Open with a label, not a demand. “It seems like keeping this call covered has been a real problem.” You name their world before you ask for anything.
Ask a calibrated question instead of stating a number. “How am I supposed to keep taking sixty nights a year at the current rate?” It hands them your problem to solve.
Disarm the objection before they say it. The accusation audit: “You are going to think I am only here about the money.” Said first, it loses its power.
Put down a precise number, not a round one. The data said anesthesia call runs about $1,656 a day, higher at a trauma center. I would anchor near the top of what I could source and say $1,850 a night, not $2,000. Precise reads as researched. Round reads as plucked from the air.
Then trade something that is not dollars. A protected day after a string of nights. A cap on consecutive calls.

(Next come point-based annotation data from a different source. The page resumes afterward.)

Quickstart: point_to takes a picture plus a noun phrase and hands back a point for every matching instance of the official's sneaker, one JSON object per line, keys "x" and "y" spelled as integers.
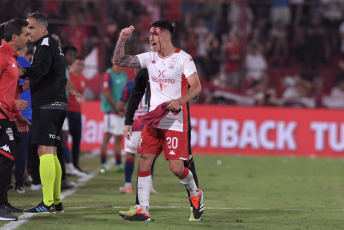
{"x": 59, "y": 207}
{"x": 10, "y": 186}
{"x": 130, "y": 212}
{"x": 72, "y": 171}
{"x": 10, "y": 208}
{"x": 153, "y": 192}
{"x": 66, "y": 184}
{"x": 197, "y": 204}
{"x": 6, "y": 215}
{"x": 138, "y": 216}
{"x": 124, "y": 190}
{"x": 103, "y": 169}
{"x": 36, "y": 187}
{"x": 41, "y": 208}
{"x": 119, "y": 168}
{"x": 192, "y": 218}
{"x": 20, "y": 189}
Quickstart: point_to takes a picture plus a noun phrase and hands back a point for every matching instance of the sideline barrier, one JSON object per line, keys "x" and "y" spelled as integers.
{"x": 247, "y": 130}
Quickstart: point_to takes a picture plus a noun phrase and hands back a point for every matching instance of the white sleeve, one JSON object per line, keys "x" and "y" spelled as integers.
{"x": 189, "y": 66}
{"x": 144, "y": 58}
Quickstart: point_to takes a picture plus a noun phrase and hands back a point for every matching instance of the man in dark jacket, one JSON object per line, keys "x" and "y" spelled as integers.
{"x": 11, "y": 119}
{"x": 49, "y": 106}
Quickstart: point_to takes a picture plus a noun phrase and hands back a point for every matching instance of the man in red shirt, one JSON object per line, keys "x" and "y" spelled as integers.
{"x": 11, "y": 119}
{"x": 74, "y": 108}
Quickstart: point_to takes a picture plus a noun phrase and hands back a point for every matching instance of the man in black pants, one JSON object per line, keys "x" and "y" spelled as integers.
{"x": 141, "y": 87}
{"x": 49, "y": 107}
{"x": 11, "y": 119}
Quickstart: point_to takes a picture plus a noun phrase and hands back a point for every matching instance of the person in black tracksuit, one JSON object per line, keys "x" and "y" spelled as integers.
{"x": 49, "y": 106}
{"x": 141, "y": 87}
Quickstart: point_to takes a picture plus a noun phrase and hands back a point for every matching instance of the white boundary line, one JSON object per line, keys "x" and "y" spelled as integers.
{"x": 222, "y": 208}
{"x": 22, "y": 219}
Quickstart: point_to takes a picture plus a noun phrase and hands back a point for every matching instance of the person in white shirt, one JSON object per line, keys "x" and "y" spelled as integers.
{"x": 170, "y": 70}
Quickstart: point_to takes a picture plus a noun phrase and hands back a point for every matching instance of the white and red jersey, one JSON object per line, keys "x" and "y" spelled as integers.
{"x": 168, "y": 80}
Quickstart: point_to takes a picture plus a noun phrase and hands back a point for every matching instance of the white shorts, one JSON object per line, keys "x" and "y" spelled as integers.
{"x": 65, "y": 126}
{"x": 132, "y": 144}
{"x": 113, "y": 124}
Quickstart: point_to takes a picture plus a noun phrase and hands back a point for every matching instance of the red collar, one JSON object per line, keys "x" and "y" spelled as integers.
{"x": 9, "y": 49}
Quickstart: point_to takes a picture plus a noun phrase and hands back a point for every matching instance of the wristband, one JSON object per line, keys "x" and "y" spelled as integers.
{"x": 179, "y": 101}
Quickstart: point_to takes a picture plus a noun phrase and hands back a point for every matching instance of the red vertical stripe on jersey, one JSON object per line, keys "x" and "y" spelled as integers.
{"x": 125, "y": 93}
{"x": 7, "y": 155}
{"x": 184, "y": 89}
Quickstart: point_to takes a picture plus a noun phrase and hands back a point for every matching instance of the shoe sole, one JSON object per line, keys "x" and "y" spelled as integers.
{"x": 122, "y": 215}
{"x": 138, "y": 220}
{"x": 8, "y": 219}
{"x": 201, "y": 207}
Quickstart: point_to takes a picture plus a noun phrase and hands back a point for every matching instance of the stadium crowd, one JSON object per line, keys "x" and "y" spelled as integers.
{"x": 264, "y": 53}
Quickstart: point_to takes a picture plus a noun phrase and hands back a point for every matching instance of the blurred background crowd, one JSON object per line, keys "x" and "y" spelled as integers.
{"x": 248, "y": 52}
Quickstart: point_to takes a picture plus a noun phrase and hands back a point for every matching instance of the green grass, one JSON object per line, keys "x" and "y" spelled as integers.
{"x": 241, "y": 193}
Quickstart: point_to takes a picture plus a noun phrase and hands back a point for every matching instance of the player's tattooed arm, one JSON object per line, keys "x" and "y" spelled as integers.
{"x": 121, "y": 59}
{"x": 143, "y": 156}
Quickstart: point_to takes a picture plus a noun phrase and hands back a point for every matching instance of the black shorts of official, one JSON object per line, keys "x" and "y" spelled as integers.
{"x": 47, "y": 121}
{"x": 9, "y": 138}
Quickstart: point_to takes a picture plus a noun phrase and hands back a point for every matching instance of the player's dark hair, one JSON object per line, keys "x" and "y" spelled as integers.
{"x": 66, "y": 48}
{"x": 165, "y": 24}
{"x": 41, "y": 18}
{"x": 2, "y": 30}
{"x": 14, "y": 26}
{"x": 78, "y": 57}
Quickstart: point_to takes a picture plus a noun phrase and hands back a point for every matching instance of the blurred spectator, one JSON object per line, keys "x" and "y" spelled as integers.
{"x": 190, "y": 42}
{"x": 338, "y": 89}
{"x": 315, "y": 45}
{"x": 289, "y": 85}
{"x": 235, "y": 18}
{"x": 317, "y": 91}
{"x": 269, "y": 98}
{"x": 76, "y": 33}
{"x": 256, "y": 90}
{"x": 280, "y": 11}
{"x": 231, "y": 49}
{"x": 332, "y": 13}
{"x": 202, "y": 31}
{"x": 279, "y": 45}
{"x": 255, "y": 64}
{"x": 74, "y": 108}
{"x": 212, "y": 60}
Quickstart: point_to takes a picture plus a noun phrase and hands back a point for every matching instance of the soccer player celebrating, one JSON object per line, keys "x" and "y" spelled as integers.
{"x": 139, "y": 95}
{"x": 47, "y": 76}
{"x": 170, "y": 70}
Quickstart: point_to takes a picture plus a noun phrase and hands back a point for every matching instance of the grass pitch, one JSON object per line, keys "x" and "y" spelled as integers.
{"x": 239, "y": 193}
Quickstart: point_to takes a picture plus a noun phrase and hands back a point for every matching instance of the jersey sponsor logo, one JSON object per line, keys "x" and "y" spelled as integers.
{"x": 161, "y": 74}
{"x": 45, "y": 42}
{"x": 61, "y": 53}
{"x": 172, "y": 62}
{"x": 52, "y": 136}
{"x": 140, "y": 142}
{"x": 6, "y": 148}
{"x": 9, "y": 132}
{"x": 163, "y": 81}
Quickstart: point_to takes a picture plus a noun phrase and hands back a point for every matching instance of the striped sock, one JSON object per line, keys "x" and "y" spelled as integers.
{"x": 47, "y": 173}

That is how you avoid splitting the difference on the number itself.
And the move that beats the paywall. “I want this to sit cleanly within fair market value, so which survey and which percentile are we working from?” The real numbers are locked behind a survey neither of you can see for free, so this is not a gotcha. It is the only way either of you gets to an honest number.

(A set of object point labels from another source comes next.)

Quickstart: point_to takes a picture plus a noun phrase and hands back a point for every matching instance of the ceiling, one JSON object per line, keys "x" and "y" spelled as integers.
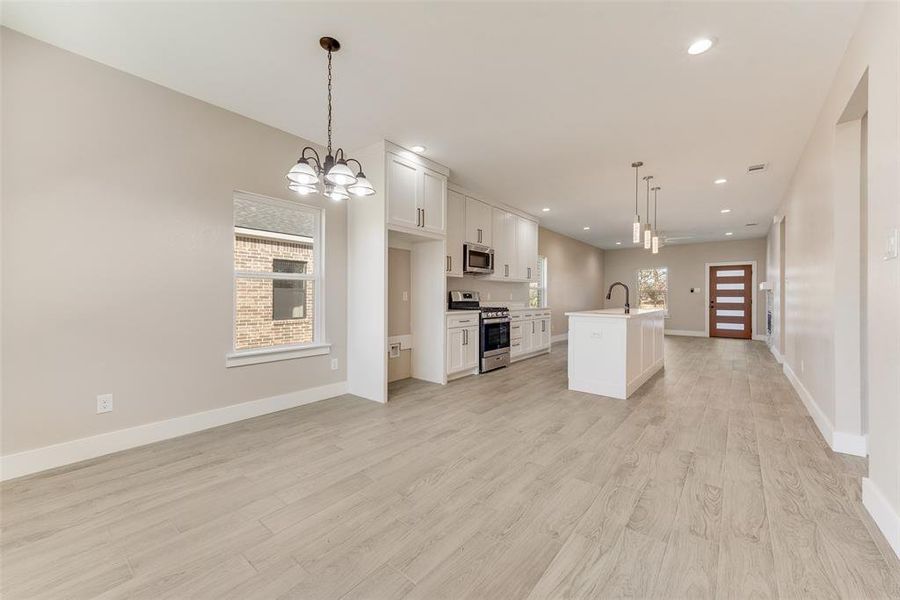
{"x": 532, "y": 104}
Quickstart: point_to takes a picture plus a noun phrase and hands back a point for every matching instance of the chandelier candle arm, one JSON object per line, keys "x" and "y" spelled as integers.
{"x": 332, "y": 176}
{"x": 636, "y": 225}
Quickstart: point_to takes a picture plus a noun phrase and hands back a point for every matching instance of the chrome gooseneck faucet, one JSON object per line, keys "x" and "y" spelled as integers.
{"x": 627, "y": 294}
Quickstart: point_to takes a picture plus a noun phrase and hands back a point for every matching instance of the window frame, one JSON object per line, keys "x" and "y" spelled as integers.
{"x": 637, "y": 286}
{"x": 319, "y": 345}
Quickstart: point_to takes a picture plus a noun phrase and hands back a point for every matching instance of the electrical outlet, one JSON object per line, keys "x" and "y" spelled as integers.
{"x": 104, "y": 403}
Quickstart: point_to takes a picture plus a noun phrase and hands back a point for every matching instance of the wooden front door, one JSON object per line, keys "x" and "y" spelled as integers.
{"x": 731, "y": 301}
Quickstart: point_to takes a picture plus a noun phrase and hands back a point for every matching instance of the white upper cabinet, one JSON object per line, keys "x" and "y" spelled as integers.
{"x": 456, "y": 232}
{"x": 478, "y": 222}
{"x": 504, "y": 238}
{"x": 526, "y": 248}
{"x": 402, "y": 191}
{"x": 433, "y": 201}
{"x": 416, "y": 196}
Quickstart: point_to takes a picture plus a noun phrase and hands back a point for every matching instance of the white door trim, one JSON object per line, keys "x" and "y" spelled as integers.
{"x": 753, "y": 308}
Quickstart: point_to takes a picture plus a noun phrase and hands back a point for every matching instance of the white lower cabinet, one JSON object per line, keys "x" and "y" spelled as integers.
{"x": 529, "y": 333}
{"x": 462, "y": 344}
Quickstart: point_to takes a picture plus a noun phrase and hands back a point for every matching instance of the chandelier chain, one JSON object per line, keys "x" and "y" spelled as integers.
{"x": 329, "y": 103}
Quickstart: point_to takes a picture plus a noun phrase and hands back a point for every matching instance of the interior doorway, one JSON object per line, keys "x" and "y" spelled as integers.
{"x": 730, "y": 297}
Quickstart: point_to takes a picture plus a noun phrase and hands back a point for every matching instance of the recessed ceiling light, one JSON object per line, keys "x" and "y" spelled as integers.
{"x": 700, "y": 46}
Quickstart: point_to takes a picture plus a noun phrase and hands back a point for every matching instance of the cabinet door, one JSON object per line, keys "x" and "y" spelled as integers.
{"x": 545, "y": 333}
{"x": 528, "y": 336}
{"x": 456, "y": 232}
{"x": 526, "y": 251}
{"x": 472, "y": 348}
{"x": 402, "y": 191}
{"x": 515, "y": 339}
{"x": 504, "y": 235}
{"x": 433, "y": 201}
{"x": 456, "y": 350}
{"x": 478, "y": 222}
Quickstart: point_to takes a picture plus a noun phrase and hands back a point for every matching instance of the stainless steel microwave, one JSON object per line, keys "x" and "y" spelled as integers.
{"x": 478, "y": 259}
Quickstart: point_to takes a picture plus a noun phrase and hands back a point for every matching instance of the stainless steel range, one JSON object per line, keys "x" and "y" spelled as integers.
{"x": 494, "y": 329}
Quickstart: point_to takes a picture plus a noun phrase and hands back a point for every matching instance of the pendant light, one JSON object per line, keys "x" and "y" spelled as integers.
{"x": 647, "y": 232}
{"x": 636, "y": 226}
{"x": 654, "y": 243}
{"x": 333, "y": 176}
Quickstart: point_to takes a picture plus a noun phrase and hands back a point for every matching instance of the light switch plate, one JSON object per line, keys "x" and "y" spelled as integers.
{"x": 893, "y": 242}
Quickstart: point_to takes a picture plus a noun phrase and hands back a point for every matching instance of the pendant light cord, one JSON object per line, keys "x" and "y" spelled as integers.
{"x": 636, "y": 190}
{"x": 329, "y": 103}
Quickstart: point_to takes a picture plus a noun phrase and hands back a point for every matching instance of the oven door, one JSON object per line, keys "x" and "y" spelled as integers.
{"x": 478, "y": 259}
{"x": 494, "y": 336}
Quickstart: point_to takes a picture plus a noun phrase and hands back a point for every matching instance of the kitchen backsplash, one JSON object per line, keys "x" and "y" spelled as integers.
{"x": 492, "y": 292}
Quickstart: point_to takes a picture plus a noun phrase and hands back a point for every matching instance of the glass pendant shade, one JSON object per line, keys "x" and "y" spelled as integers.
{"x": 336, "y": 192}
{"x": 340, "y": 174}
{"x": 302, "y": 188}
{"x": 303, "y": 173}
{"x": 362, "y": 187}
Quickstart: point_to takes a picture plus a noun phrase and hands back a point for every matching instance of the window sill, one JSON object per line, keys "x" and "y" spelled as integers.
{"x": 253, "y": 357}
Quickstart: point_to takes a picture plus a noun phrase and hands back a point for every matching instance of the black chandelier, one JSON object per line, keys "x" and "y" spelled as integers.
{"x": 333, "y": 176}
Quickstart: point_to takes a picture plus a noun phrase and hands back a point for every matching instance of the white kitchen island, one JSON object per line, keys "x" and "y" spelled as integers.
{"x": 612, "y": 353}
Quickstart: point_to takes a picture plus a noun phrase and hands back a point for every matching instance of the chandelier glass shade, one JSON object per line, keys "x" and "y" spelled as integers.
{"x": 331, "y": 176}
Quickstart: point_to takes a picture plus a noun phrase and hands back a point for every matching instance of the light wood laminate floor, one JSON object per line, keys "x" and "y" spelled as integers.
{"x": 711, "y": 481}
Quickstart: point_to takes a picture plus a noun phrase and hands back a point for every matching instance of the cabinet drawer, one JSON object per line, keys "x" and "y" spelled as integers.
{"x": 454, "y": 321}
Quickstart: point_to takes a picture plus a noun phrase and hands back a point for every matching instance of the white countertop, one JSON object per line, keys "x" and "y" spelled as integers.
{"x": 616, "y": 313}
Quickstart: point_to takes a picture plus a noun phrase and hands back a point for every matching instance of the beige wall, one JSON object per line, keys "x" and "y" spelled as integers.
{"x": 117, "y": 250}
{"x": 811, "y": 288}
{"x": 574, "y": 276}
{"x": 687, "y": 269}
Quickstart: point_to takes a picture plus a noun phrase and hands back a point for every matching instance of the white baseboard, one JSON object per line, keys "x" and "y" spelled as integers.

I had AI play the other side first, the administrator who says there is no budget, so I had already heard the pushback once before it was real.
The line AI cannot cross
Here is what none of it does. It cannot read the person across the table. It cannot tell you when a fair deal is just good enough to sign, or whether one more protected weekend is worth more to you than the money. It can hand you the labels, the questions, and the number. It cannot sit in the chair. The prep gets you to the table ready. The room is yours.
The takeaway
You stop walking in to find out what your time is worth and start walking in already knowing. The data does the watching. The judgment, when to push, when to trade, when to stop, stays yours. That is what a little breathing room looks like. Not a number a machine handed you, but the calm of knowing what you can defend and asking for it like you mean it.